Any body know how the Fall Line hunt at Almo unit went? Thanks in advance.


----------



## treadwell (Nov 1, 2017)

Guess not.....


----------



## Katalee (Nov 1, 2017)

Don't know but I will be there next week.


----------



## BASS1FUN (Nov 1, 2017)

There are pictures posted on DNR FACEBOOK of some bucks from the hunt.


----------



## oldfatbubba (Nov 2, 2017)

I took the 22nd deer of the hunt, a small antlerless buck, on Friday evening.  Many people left on Sat due to rain.


----------



## mefferd84 (Nov 3, 2017)

I shot a 7 pt just before noon on the first day. It was the 8th deer checked in. My buddy shot a doe on the second night, and I think it was the 27th deer checked in. We didn't stay for the third day because it was supposed to rain all day. 
We saw deer every time we went in the woods.


----------



## oldfatbubba (Nov 3, 2017)

mefferd84 said:


> I shot a 7 pt just before noon on the first day. It was the 8th deer checked in. My buddy shot a doe on the second night, and I think it was the 27th deer checked in. We didn't stay for the third day because it was supposed to rain all day.
> We saw deer every time we went in the woods.



Mefferd84  - Did we chat over your deer?   I was the guy with a minivan.


----------



## mefferd84 (Nov 3, 2017)

No, we talked across the creek as we were about to go into the pines to scout the day before. I was in the black tundra.
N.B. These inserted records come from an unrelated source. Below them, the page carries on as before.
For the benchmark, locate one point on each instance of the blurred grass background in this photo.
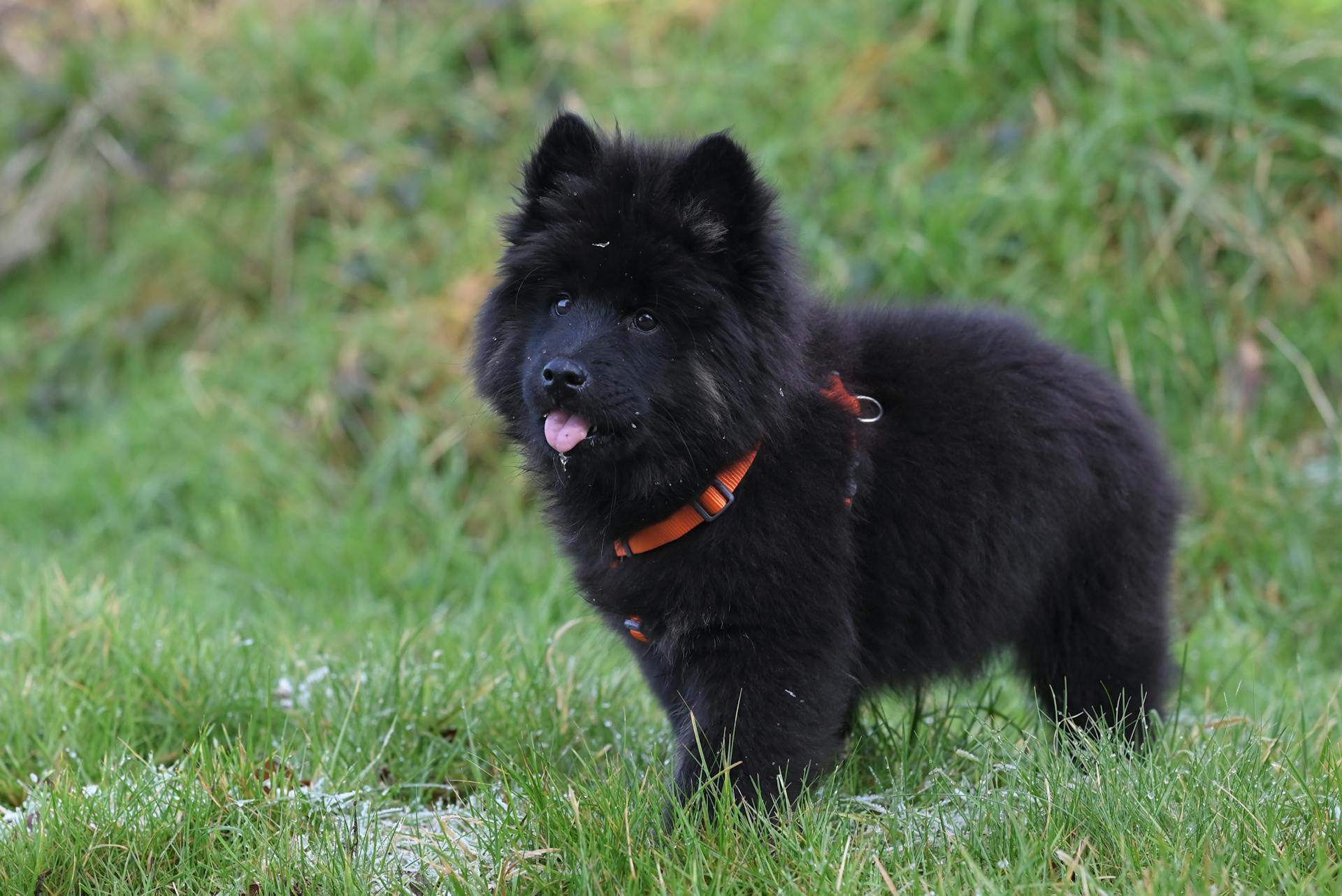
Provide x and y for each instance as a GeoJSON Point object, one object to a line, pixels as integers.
{"type": "Point", "coordinates": [240, 247]}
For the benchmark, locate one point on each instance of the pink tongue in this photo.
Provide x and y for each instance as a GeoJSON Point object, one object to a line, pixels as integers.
{"type": "Point", "coordinates": [564, 430]}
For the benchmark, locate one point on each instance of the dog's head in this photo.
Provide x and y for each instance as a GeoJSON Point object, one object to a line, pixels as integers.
{"type": "Point", "coordinates": [642, 313]}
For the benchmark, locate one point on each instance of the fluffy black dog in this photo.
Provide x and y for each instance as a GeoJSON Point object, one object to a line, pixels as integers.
{"type": "Point", "coordinates": [768, 554]}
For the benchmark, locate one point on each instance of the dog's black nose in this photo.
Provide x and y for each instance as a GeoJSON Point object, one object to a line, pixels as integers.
{"type": "Point", "coordinates": [564, 377]}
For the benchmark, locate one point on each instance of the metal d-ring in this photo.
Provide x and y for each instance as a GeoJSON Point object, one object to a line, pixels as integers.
{"type": "Point", "coordinates": [870, 417]}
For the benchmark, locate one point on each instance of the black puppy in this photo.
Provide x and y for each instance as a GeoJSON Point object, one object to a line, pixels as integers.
{"type": "Point", "coordinates": [767, 547]}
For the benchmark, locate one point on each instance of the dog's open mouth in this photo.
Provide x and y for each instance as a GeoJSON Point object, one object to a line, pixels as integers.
{"type": "Point", "coordinates": [564, 430]}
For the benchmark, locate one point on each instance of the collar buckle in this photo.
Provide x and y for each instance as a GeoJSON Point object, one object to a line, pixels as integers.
{"type": "Point", "coordinates": [728, 498]}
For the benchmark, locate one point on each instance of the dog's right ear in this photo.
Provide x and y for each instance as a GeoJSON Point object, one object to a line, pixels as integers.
{"type": "Point", "coordinates": [570, 147]}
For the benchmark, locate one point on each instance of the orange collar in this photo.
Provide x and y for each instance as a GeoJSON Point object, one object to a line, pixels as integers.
{"type": "Point", "coordinates": [705, 509]}
{"type": "Point", "coordinates": [720, 494]}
I asked about the van crossing the creek. 
I saw you skinning the doe out as we were leaving on the second day.


----------



## oldfatbubba (Nov 4, 2017)

Statistics from the Oct CFL hunt - 76 hunters, 17 bucks, 17 does, no pigs.  44.7% success rate.  Not bad!

Regards,
Bubba


----------



## treadwell (Nov 6, 2017)

Special thanks to all responses....THANKS


----------